Set a private time and place to talk. No one wants to have personal issues dissected in front of a crowd, so make sure you find a time and place where you will have time to discuss your concerns without being rushed or in front of a crowd.
Be honest. Talk openly and honestly about your concerns with the person who is struggling with eating or body image problems. Avoiding it or ignoring it won’t help!
Use “I” statements. Focus on behaviors that you have personally observed, such as “I have noticed that you aren’t eating dinner with us anymore,” or “I am worried about how frequently you are going to the gym.” It’s easy to sound accusatory (“You’re not eating! You’re exercising too much!”), which can cause a person to feel defensive. Instead, stick to pointing out what you’ve observed. If you can, also point out behaviors not related to eating and weight, which may be easier for the person to see and accept.
Stick to the facts. Raising concerns about a potential eating disorder can bring up lots of emotions, and it’s important not to let those run the show. Instead, talk about behaviors and changes you have observed and calmly point out why you are concerned (“I have seen you run to the bathroom after meals and feel worried you might be making yourself throw up.”).
Be caring, but be firm.

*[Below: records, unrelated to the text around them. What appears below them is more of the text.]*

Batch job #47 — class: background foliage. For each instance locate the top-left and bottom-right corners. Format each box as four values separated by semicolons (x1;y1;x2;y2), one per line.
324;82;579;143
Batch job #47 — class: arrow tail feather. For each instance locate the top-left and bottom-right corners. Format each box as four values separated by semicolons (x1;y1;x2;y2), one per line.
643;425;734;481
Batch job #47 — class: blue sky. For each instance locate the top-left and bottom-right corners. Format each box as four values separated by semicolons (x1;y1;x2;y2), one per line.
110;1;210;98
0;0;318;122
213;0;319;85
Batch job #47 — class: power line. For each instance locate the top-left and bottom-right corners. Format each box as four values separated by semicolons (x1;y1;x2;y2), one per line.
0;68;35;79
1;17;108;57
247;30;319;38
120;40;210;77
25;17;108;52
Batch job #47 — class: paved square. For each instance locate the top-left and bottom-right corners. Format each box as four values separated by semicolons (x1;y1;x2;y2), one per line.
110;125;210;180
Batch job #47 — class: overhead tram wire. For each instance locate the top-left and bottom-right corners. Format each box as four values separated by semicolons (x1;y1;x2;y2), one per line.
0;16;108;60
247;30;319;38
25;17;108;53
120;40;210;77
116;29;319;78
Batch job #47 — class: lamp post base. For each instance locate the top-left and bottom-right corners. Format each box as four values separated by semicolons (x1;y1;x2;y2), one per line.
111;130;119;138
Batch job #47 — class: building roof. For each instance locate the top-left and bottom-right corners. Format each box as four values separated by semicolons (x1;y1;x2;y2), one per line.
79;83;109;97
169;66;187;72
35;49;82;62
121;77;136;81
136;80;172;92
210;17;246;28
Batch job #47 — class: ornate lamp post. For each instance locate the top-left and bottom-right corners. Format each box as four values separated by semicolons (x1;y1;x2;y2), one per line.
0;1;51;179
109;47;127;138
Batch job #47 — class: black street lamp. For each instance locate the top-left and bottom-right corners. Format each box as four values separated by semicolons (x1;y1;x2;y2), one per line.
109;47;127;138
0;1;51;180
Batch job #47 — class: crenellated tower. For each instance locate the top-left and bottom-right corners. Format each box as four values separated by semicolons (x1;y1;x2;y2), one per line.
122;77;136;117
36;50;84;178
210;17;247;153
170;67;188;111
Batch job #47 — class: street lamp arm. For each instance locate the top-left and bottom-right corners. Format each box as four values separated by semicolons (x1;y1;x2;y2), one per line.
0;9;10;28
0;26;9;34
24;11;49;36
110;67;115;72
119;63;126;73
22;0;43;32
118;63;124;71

Caring about your friend does not mean being manipulated by them. Your friend must be responsible for their actions and the consequences of those actions. Avoid making rules, promises, or expectations that you cannot or will not uphold. For example, “I promise not to tell anyone.” Or, “If you do this one more time, I’ll never talk to you again.”
Remove potential stigma. Remind your loved one that there’s no shame in admitting you struggle with an eating disorder or other mental health issue. Many people will be diagnosed with these issues during their lifetimes, and many will recover.
Avoid overly simplistic solutions. Being told “Just stop” or “Just eat” isn’t helpful. It can leave the sufferer feeling frustrated, defensive, and misunderstood.
Be prepared for negative reactions. Some eating disorder sufferers are glad that someone has noticed they are struggling. Others respond differently. Some may become angry and hostile, insisting that you are the one with the problem. Others may brush off your concerns or minimize potential dangers. Both of these responses are normal. Reiterate your concerns, let them know you care, and leave the conversation open.
Encourage them to seek professional help. Many eating disorder sufferers require professional help in order to get better. Offer to help the sufferer find a physician or therapist if they don’t have one, or attend an appointment where the eating disorder is discussed. Getting timely, effective treatment dramatically increases a person’s chances for recovery. If your loved one is ready to seek treatment or you want to explore options, the NEDA Helpline is a great place to start. Contact the Helpline >
Tell someone. It may seem difficult to know when, if at all, to tell someone else about your concerns. Addressing body image or eating problems in their beginning stages offers your friend the best chance for working through these issues and becoming healthy again. Don’t wait until the situation is so severe that your friend’s life is in danger. Your friend needs a great deal of support and understanding.